Karena prinsip utama dari permainan Sang Penguasa adalah bertahan hidup.
Chen Yihan mengikuti David Drayton dan Ollie ke sebuah ruang penyimpanan. David Drayton berjongkok di lantai dan bertanya, “George, bagaimana perasaanmu, kawan?”
“David, itu kamu? David...” Kulit George sudah hangus berlubang-lubang, bagian yang terlihat penuh lepuh menjijikkan.
“Ya, kawan, bagaimana perasaanmu?” David Drayton bahkan tak tega lagi memandangnya.
“Buruk, keadaannya sangat buruk,” pria yang duduk di lantai memeluk lututnya berkata sedih.
“Aku tak pernah tahu ada rasa sakit seperti ini, ja...jika kalian tak bisa menolongku, tolong...tolong akhiri saja, ya?” George yang hampir tak sanggup bicara, putus asa berkata, “Ollie, ka...kamu kan punya pistol?”

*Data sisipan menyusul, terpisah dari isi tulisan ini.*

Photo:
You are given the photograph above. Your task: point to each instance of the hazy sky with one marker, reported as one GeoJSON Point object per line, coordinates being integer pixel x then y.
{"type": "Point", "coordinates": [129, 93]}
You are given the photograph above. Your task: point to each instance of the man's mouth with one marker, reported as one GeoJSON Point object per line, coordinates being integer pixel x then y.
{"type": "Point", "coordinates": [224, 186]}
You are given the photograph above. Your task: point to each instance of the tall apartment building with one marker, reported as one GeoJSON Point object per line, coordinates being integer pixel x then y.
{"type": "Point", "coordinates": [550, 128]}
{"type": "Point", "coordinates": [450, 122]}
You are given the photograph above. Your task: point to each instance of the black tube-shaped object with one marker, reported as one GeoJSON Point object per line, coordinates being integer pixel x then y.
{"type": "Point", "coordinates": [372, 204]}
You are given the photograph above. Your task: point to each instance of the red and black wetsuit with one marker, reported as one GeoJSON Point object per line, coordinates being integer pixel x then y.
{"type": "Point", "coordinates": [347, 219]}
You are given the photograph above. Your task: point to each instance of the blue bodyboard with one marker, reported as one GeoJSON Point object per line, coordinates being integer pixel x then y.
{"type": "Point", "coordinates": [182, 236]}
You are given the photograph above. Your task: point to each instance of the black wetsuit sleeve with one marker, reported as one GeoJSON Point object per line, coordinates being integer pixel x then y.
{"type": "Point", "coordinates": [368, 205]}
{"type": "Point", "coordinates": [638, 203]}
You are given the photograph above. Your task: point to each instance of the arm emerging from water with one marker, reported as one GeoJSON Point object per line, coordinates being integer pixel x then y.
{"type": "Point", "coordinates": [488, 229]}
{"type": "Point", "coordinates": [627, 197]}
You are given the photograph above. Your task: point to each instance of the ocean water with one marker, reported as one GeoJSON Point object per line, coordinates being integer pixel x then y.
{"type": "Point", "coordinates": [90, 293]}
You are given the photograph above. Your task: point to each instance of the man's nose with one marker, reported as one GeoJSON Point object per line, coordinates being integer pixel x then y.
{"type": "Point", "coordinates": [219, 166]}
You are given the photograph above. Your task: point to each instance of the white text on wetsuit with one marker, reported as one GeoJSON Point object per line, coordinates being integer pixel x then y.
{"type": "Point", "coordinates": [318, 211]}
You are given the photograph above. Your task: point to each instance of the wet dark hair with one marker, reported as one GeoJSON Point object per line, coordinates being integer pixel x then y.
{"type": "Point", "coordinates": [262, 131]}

“Tidak, tidak bisa!” Pria yang memeluk lututnya langsung meneteskan air mata.
“Jangan biarkan aku menderita seperti ini, kawan! Aku tak tahan lagi! Aku lakukan sendiri, cukup berikan pistolnya!” George mulai kehilangan kendali, suaranya meninggi, namun ia tak berani banyak bergerak, karena rasa sakitnya akan semakin menjadi.
“Kita belum sampai sejauh itu, ya?”
George hanya bisa mengerang penuh rasa sakit, “Kumohon...”
“Hei, George, dengar aku.” David Drayton juga tak tega hanya melihatnya, “Kami akan mengambilkan obat, bertahanlah sebentar lagi, bisa? Bisakah kau lakukan?”
Sial!!!
Chen Yihan merasa sebal, benar saja, yang dikhawatirkan pun akhirnya terjadi.